In mid-March 2025, the global polyvinyl chloride (PVC) market exhibited divergent price trends in the U.S. and Europe. European PVC prices remained stable, while in the U.S., prices declined due to ongoing challenges in the housing sector at the time.
In the United States, the PVC market price showed a clear downward trend in mid-March 2025. Economic uncertainties, coupled with the continuous challenges in the housing sector, have led to a weakening demand for PVC in the downstream construction industry. Market participants noted that severe fluctuations in financial markets, the uncertainty surrounding potential tariff policies, and concerns over adjustments in regional monetary policies have significantly slowed down the recovery of the housing market. Although mortgage interest rates have dropped from their previous highs, they remain relatively high, causing homebuyers to hesitate in making purchase decisions. This has directly led to a significant suppression of new construction activities in the short term. From an upstream perspective, the price of dichloroethane (EDC) in the U.S. market remained stable, stabilizing production costs to some extent and alleviating the downward pressure on PVC prices. However, existing homeowners who have enjoyed lower mortgage rates are generally unwilling to sell their properties, further compressing the consumption space for PVC. As a result, the PVC price in the U.S. market continued to fall this week.

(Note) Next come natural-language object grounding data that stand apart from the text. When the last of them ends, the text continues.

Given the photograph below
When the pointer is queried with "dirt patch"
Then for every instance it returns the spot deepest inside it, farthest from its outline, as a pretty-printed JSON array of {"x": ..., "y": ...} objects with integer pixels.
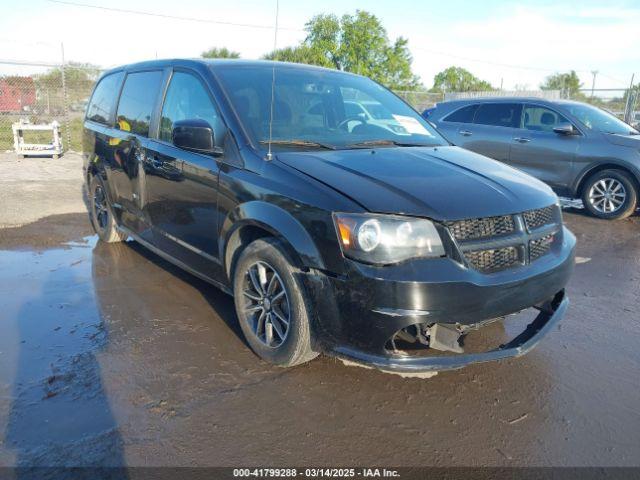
[{"x": 47, "y": 232}]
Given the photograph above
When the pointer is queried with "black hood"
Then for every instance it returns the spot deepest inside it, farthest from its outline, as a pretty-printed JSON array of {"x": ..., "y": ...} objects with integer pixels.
[{"x": 443, "y": 183}]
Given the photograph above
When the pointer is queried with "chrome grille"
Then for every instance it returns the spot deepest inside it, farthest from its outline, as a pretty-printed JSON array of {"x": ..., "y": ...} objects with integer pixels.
[
  {"x": 493, "y": 260},
  {"x": 540, "y": 247},
  {"x": 481, "y": 227},
  {"x": 541, "y": 217}
]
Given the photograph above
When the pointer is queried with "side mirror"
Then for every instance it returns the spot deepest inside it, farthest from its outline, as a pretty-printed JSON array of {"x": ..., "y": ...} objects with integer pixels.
[
  {"x": 195, "y": 135},
  {"x": 564, "y": 129}
]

Looking at Europe, the PVC market remains relatively stable under the dual pressure of weak demand and competition from imported products in Asia. In Northwestern Europe, although spot prices for PVC have slightly decreased, contract prices across the whole of Europe remain strong. The Anwil PVC plant in Poland, which has been shut down since February due to a fire, has recently resumed production, becoming a key factor in stabilizing the supply of PVC in Central and Eastern Europe. At the same time, the decline in the price of the raw material EDC also provides strong support for stable production of PVC in Europe by mid-March 2025.
However, market participants in Europe still face significant cost pressures. During PVC price negotiations, producers have consistently stated that the continuous rise in energy costs has led to a substantial increase in production costs, severely compressing profit margins, which is their main concern. On the other hand, buyers, particularly those in Northwestern Europe, resist the price increases of PVC and opt to source more competitively priced imported products from Asia.
According to ChemAnalyst, the U.S. PVC market is expected to continue facing downward pressure due to the sluggish housing market. In the coming weeks, the European PVC market is likely to remain stable, supported by balanced supply and inventory levels. However, in the short term, competition from low-priced Asian imports and slowing economic growth may still constrain any potential price increases in Europe.